Economy Will Perform Better Despite Drop In GDP – Presidency

-Presidency has allayed the fears that
the sharp drop in the Gross Domestic Product,
GDP of the country which has plunged the
country into economic recession presently
would not persist.
Recall that the National Bureau of Statistics,
NBS, on Wednesday released the GDP figures
for the second quarter of 2016 with the GDP
growth rate sliding further from -0.36 per cent
in the first quarter to -2.06 per cent year-on-
year.
But in a statement by Mr. Laolu Akande, the
spokesperson of the Vice President, Yemi
Osinbajo, the presidency stated that it “will
continue to work diligently on the economy
and engage with all stakeholders to ensure
that beneficial policy initiatives are actively
pursued and the dividends delivered to the
Nigerian people.”
It quoted the Special Adviser to the President
on Economic Matters, Dr. Adeyemi Dipeolu on
saying that even though the latest NBS report
painted a gloomy picture, “the rest of the Q2
data is beginning to tell a different story.”
The statement read thus: “The just released
GDP figures for the 2016 second quarter by
the National Bureau of Statistics while
confirming a temporary decline, has also
indicated an hopeful expectation in the
country’s economic trajectory.
“Besides the growth recorded in the agriculture
and solid mineral sectors, the Nigerian
economy in response to the policies of the
Buhari presidency is also doing better than
what the IMF had estimated with clear
indications that the second half of the year
would be even much better.
“The just recently released data from the
National Bureau of Statistics showed that
Gross Domestic Product declined by -2.06% in
the second quarter of 2016 on a year-on-year
basis.
“A close look at the data shows that this
outcome was mostly due to a sharp
contraction in the oil sector due to huge
losses of crude oil production as a result of
vandalisation and sabotage.
“However, the rest of the Q2 data is beginning
to tell a different story. There was growth in
the agricultural and solid minerals sectors
which are the areas in which the Federal
Government has placed particular priority.

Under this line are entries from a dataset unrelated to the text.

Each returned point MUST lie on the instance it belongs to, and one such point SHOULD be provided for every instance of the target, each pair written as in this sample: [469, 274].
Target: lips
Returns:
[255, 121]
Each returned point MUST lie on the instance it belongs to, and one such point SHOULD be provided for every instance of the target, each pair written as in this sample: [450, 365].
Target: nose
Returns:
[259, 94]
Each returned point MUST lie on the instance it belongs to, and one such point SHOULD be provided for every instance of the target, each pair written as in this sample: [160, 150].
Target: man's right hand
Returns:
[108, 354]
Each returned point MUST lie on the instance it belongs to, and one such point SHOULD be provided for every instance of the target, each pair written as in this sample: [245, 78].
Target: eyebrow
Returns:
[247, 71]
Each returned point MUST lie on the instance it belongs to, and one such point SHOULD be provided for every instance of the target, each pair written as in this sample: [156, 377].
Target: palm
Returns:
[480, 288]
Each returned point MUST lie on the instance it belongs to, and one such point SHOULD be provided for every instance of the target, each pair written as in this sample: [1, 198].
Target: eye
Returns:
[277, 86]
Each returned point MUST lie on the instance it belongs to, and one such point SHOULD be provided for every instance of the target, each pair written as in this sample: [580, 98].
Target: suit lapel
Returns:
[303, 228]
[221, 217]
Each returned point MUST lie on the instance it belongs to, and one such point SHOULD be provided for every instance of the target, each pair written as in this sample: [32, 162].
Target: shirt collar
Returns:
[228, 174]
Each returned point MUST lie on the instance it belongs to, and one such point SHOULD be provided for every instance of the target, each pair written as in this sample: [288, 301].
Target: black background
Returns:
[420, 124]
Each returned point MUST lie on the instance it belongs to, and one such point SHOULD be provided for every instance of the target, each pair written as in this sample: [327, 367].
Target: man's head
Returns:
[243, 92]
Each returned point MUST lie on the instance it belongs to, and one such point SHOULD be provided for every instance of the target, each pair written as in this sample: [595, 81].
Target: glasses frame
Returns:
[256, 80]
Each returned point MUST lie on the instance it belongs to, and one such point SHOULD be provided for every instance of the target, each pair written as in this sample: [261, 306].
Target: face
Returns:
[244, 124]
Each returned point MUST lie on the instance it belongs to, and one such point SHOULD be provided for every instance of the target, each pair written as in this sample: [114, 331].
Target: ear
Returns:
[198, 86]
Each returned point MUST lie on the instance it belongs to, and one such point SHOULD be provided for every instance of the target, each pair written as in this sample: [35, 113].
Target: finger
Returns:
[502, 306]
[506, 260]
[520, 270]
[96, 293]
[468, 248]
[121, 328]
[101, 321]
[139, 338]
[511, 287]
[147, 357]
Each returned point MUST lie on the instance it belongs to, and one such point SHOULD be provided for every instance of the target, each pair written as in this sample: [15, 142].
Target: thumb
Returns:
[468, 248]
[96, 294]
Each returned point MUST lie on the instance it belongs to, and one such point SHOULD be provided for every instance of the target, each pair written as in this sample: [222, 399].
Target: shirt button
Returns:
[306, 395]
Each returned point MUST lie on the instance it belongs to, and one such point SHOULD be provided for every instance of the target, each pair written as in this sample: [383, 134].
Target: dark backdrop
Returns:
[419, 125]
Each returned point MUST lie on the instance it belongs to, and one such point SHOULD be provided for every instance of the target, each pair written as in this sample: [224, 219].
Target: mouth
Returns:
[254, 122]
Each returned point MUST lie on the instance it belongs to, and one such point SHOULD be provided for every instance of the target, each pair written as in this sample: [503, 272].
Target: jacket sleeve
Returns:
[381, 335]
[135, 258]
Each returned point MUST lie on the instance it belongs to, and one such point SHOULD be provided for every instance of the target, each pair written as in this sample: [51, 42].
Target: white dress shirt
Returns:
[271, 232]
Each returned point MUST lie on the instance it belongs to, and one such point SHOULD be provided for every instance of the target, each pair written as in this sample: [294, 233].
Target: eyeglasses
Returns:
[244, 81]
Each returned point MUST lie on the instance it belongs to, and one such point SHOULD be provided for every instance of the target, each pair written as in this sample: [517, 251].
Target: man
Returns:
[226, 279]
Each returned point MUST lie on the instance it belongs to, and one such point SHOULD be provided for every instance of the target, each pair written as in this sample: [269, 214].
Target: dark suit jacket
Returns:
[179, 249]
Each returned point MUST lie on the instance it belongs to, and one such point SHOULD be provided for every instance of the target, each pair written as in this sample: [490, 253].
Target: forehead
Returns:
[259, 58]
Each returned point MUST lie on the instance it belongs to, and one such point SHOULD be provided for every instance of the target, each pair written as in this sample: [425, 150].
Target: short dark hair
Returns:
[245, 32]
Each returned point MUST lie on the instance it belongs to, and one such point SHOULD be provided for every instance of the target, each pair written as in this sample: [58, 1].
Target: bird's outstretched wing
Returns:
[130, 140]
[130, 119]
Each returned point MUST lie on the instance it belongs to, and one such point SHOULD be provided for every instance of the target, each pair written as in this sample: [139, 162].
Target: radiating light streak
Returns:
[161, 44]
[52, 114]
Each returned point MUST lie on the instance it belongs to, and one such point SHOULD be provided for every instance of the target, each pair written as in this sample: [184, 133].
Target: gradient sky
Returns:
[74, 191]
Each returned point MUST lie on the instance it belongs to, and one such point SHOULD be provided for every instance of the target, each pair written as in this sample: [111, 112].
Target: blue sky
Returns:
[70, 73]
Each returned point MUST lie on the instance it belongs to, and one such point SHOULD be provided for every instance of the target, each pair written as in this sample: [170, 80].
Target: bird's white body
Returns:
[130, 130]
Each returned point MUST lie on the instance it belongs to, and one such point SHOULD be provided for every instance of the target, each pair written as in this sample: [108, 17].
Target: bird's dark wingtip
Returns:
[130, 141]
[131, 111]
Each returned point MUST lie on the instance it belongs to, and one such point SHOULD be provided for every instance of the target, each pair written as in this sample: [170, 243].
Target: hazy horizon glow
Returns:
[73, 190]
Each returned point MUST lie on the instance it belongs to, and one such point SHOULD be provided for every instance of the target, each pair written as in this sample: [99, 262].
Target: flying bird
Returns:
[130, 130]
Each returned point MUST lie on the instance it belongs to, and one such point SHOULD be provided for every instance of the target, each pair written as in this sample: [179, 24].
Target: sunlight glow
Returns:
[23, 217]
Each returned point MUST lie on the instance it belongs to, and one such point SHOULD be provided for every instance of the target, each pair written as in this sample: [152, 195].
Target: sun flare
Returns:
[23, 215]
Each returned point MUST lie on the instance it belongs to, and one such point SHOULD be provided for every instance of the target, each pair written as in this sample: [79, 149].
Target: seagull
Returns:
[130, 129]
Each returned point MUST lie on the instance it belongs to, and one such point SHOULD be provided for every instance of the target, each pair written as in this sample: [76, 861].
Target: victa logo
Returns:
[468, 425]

“Agriculture grew by 4.53% in the second
quarter of 2016 as compared with 3.09% in
the first quarter. The metal ores sector
showed similar performance with coal mining,
quarrying and other minerals also showing
positive growth of over 2.5%. Notably also,
the share of investments in GDP increased to
its highest levels since 2010, growing to about
17% of Gross Domestic Product.
“The manufacturing sector though not yet
truly out of the woods is beginning to show
signs of recovery while the service sector
similarly bears watching.
“Nevertheless, the data already shows a
reduction in imports and an increase in local
produced goods and services and this process
will be maintained although it will start off
slowly in these initial stages before picking up
later.
“The inflation rate remains high but the good
news is that the month-on-month rate of
increase has fallen continuously over the past
three months.
“Unemployment remains stubbornly high
which is usually the case during growth
slowdowns and for reasons of a structural
nature.
“The picture that emerges, barring unforeseen
shocks, is that the areas given priority by the
Federal Government are beginning to respond
with understandable time lags to policy
initiatives. Indeed, as the emphasis on capital
expenditure begins to yield results and the
investment/GDP numbers increase, the growth
rate of the Nigerian economy is likely to
improve further.
“As these trends continue, the outlook for the
rest of the year is that the Nigerian economy
will beat the IMF prediction of -1.8% for the
full year 2016.
“The IMF had forecasted a growth of -1.8% for
2016, however the economy is performing
better than the IMF estimates so far. For the
half year it stands at -1.23% compared to an
average of -1.80% expected on average by the
IMF.
“What is more, it is likely the second half will
be better than the first half of 2016. This is
because many of the challenges faced in the
first half either no longer exist or have eased.”